Manka’s hands felt like ice, and she rubbed them together before buttoning her thin lamb’s wool sweater up to the chin.

It had all started innocently enough. After some fallow years when she’d barely written, she’d managed to make time for her writing and adhere to a strict schedule. Mondays, Tuesdays, and Wednesdays she taught, and stayed in her faculty office late into the evening until papers were graded, preparations for the following week were finished. Thursday and Friday mornings she sat down at her desk promptly at eight a.m., ready to write. She kept those days clear of engagements so that she could work straight through if she was inspired.

But she found herself markedly uninspired, staring at the empty computer screen day after day. Manka carried on a lot of e-mail relationships with friends across the country and in Central and Eastern Europe, and she became absorbed in e-mails instead of writing, checking for new correspondence every hour or two, distracted by the task of replying to news or acting on requests for favors. A friend and fellow translator sent her a list of Polish writers who hadn’t been translated into English. “You should look at these! There’s so much rich material here.” She printed out the list and tucked it into a folder on her desk.
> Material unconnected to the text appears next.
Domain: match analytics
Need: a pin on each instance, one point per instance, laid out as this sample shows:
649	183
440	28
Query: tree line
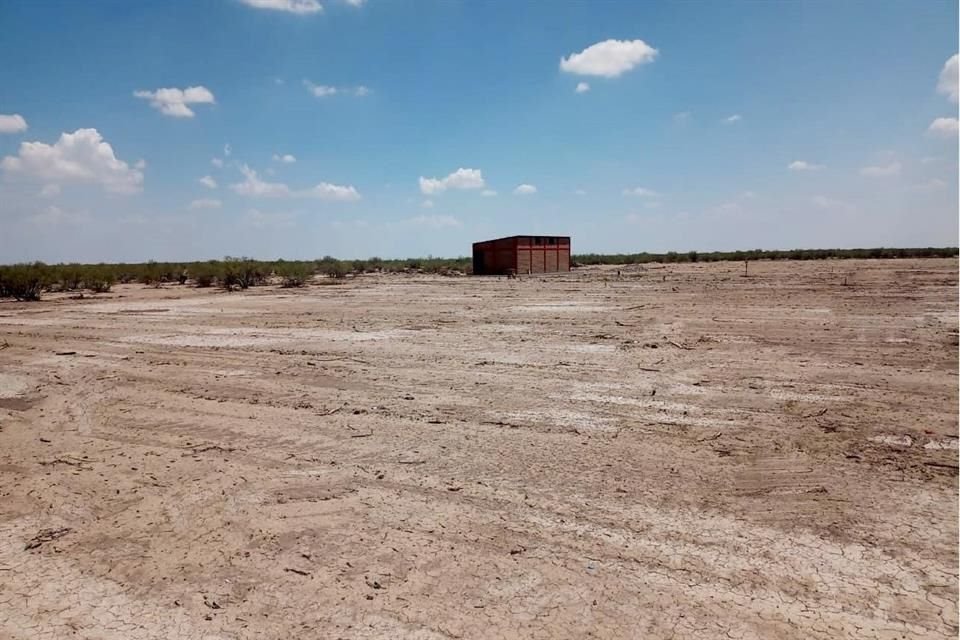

Kozlowski, when she unearthed his stories, had spoken to her. From the beginning Manka felt that she herself could have written some of the descriptive passages in his stories, created some of his characters. Pawel, the middle-aged bureaucrat dissatisfied with his job, yearning for companionship. Ludwika, the farmer’s daughter guarding her secret dreams. Andrzej, the alienated writer whose wife harangued him about their bills. Irina, the writer’s wife, who still pined for her childhood sweetheart. When she started working on translations of Seasonal Tales (out of print for some time—the university librarian had difficulty obtaining it through inter-library loan), she dreamed of Kozlowski’s characters, and woke up each morning refreshed, ready to inhabit their world.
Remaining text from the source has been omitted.